All right, I see your 50 years of age and raise you one. In fact,  I raise you four and a half. As in decades.

Merrill Matzinger -would probably tell you to zip it, since he does cardio, lifts weights and starts his daily workouts with 1,500 crunches. And he’s 95 years old. That’s the same age as Jack Lalanne, who has been a fitness guru since before they were called gurus.

“All the doctors that have treated me can’t believe what they’re seeing,” Merrill recounts. “That’s encouraging, to go to the doctor and have compliments rather than prescriptions.” He went on to say he’d only missed one workout in the past 20 years. That makes me feel like a slacker sitting on a cusioned chair as I type this, even though I got home from the gym less than an hour ago.

Oh, and did I mention he does all this while being legally blind? Merrill, you’re making us look bad!

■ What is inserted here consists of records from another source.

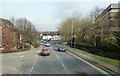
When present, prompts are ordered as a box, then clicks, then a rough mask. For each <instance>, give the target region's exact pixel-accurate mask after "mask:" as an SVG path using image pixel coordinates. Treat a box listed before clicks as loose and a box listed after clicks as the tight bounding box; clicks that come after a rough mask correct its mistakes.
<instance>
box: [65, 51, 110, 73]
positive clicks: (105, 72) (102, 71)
mask: <svg viewBox="0 0 120 76" xmlns="http://www.w3.org/2000/svg"><path fill="white" fill-rule="evenodd" d="M67 52H68V53H69V54H71V55H72V56H74V57H76V58H77V59H80V60H82V61H83V62H85V63H86V64H88V65H90V66H92V67H93V68H95V69H97V70H99V71H100V72H102V73H104V74H108V73H107V72H105V71H103V70H102V69H100V68H98V67H96V66H95V65H93V64H90V63H89V62H87V61H85V60H83V59H82V58H80V57H78V56H76V55H74V54H72V53H71V52H69V51H67Z"/></svg>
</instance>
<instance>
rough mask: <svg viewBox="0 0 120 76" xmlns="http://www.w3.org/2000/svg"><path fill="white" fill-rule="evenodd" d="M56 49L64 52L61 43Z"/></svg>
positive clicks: (63, 50)
mask: <svg viewBox="0 0 120 76" xmlns="http://www.w3.org/2000/svg"><path fill="white" fill-rule="evenodd" d="M58 51H61V52H65V51H66V49H65V47H64V46H63V45H59V46H58Z"/></svg>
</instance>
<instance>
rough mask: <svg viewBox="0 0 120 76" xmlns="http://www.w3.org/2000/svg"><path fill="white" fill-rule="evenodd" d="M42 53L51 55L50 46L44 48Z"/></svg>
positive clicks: (41, 52) (45, 54)
mask: <svg viewBox="0 0 120 76" xmlns="http://www.w3.org/2000/svg"><path fill="white" fill-rule="evenodd" d="M40 54H41V55H44V56H45V55H50V52H49V49H48V48H44V49H42V52H40Z"/></svg>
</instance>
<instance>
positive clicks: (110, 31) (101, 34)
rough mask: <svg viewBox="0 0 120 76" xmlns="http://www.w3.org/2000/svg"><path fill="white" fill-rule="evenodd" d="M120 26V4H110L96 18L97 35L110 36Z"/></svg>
mask: <svg viewBox="0 0 120 76" xmlns="http://www.w3.org/2000/svg"><path fill="white" fill-rule="evenodd" d="M119 28H120V4H110V5H109V6H108V7H107V8H106V9H105V10H104V11H103V12H102V13H101V14H100V15H99V16H98V17H97V18H96V29H97V30H96V35H98V36H101V37H102V38H104V37H110V36H112V35H113V32H114V31H119Z"/></svg>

Actually, if we’re not following his example we’re making ourselves look bad. I don’t mean everyone should do 1,500 crunches a day – I mean we should all make the effort to be active and eat right. The occasional treat indulgence or reclining slothfully for a relaxing afternoon is okay, but do that all the time and next thing you know you’re watching your enemies escape the sarlacc and blowing up your sail barge while some tart in a metal bikini strangles you with a chain.

(more after the vid)

You don’t have to live in the gym; you can make a big difference with as little as 20 minutes a day of cardio, whether it’s a jog, skipping, jumping jacks, etc. and some basic resistance training (lifting up heavy things and putting them down again, a.k.a. weight lifting).  If we eat well and get even a modest level of exercise, we’re not “dieting.” Our bodies naturally find the correct weight for us as individuals.

For women, being post-menopausal, or having had kids, is no barrier (or excuse). For all of us, it’s never too late in life to start changing for the better.